Survival Theory Course

Martingales – definitions, properties, and applications

Michael Sachs


  1. Discrete time
  2. Continuous time intuition
  3. Limit theorems
  4. Applications

Martingales in discrete time

A process \(M = \{M_0, M_1, \ldots, M_n\}\) is a martingale if \(E|M_n| < \infty\) for all \(n\) and \[ E(M_n | \mathcal{F}_{n-1}) = E(M_n | M_1, \ldots, M_{n-1}) = M_{n-1}, \mbox{ for } n = 1, 2, \ldots, \] where \(\mathcal{F}_{n-1}\) is the history up to \(n-1\).

Example: Suppose \(X_1, X_2, \ldots\) be independent with \(P(X_i = 1) = P(X_i = -1) = 0.5\). \(M_n = X_1 + X_2 + \cdots X_n\), the winnings after \(n\) games, is a mean 0 martingale.

More examples

  1. Let \(X_1, X_2, \ldots\) be independent with mean 0. Is \(M_n = X_1 + \cdots + X_n\) a martingale?
  2. Let \(X_1, X_2, \ldots\) be independent with mean \(\mu\). Is \(S_n = X_1 + \cdots + X_n\) a martingale?
  3. Let \(X_1, X_2, \ldots\) be independent with mean 1. Is \(M_n = X_1 \cdot X_2 \cdots X_n\) a martingale?


  1. \(E(M_n | \mathcal{F}_m) = M_m\) for \(m < n\). How would you prove this?

Define the increments or martingale differences as \(\Delta M_n = M_n - M_{n-1}\).

  1. \(M_n\) is a martingale if and only if \(E(\Delta M_n | \mathcal{F}_{n-1}) = 0\)
  2. If \(M_n\) is a martingale then \(Cov(\Delta M_n, \Delta M_{n-1}) = 0\)


Consider \(X_1, X_2, \ldots\) be independent with history \(\mathcal{F}_n\).

Let \(H_n\) be a process such that \(H_n \in \mathcal{F}_{n-1}\). \(H_n\) is called a predictable process.

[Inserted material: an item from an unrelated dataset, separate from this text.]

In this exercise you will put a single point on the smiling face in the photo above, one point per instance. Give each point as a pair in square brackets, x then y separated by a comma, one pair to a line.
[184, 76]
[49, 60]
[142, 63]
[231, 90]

Then the process \[ Z_n = H_0 X_0 + H_1 (X_1 - X_0) + \cdots + H_n (X_n - X_{n-1}) \] is called the transformation of \(X\) by \(H\) and we will write \(Z = H \bullet X\). We can also write \[ Z_n = (H \bullet X)_n = \sum_{s = 1}^nH_s \Delta X_s. \]

Important result

How would you prove this? Interpret this result in the context of our coin-flipping example.

Derivation of transformation result

Hint: prove it directly by considering \(E(Z_n - Z_{n-1} | \mathcal{F}_{n-1})\)

The Doob decomposition

Let \(X = \{X_0, X_1, \ldots X_n\}\) be a process with history \(\mathcal{F}\) and with \(X_0 = 0\). Define \(M = \{M_0, M_1, \ldots, M_n\}\) by \(M_0 = 0\) and \[ \Delta M_n = X_n - E(X_n | \mathcal{F}_{n-1}). \] The Doob decomposition is \[ X_n = E(X_n | \mathcal{F}_{n-1}) + \Delta M_n \] where the first term \(\{E(X_n | \mathcal{F}_{n-1})\}\) is a predictable process and the second term are the increments of a martingale.

Interpretation: \(X_n\) is decomposed into a predictable part and an innovation (mean zero, uncorrelated increments).

Continuous time

If \(M\) is a martingale then \(E(M(t) | \mathcal{F}_{s}) = M(s)\) for \(s < t\) and \(Cov(M(t) - M(s), M(v) - M(u)) = 0\) for \(0 \leq t < s < v < u \leq \tau\). Equivalently, \(E(dM(t)|\mathcal{F}_{t-}) = 0\).

\(M\) is a sub martingale if \(E(M(t) | \mathcal{F}_{s}) \geq M(s)\) for \(s < t\). All counting processes are sub-martingales (why?).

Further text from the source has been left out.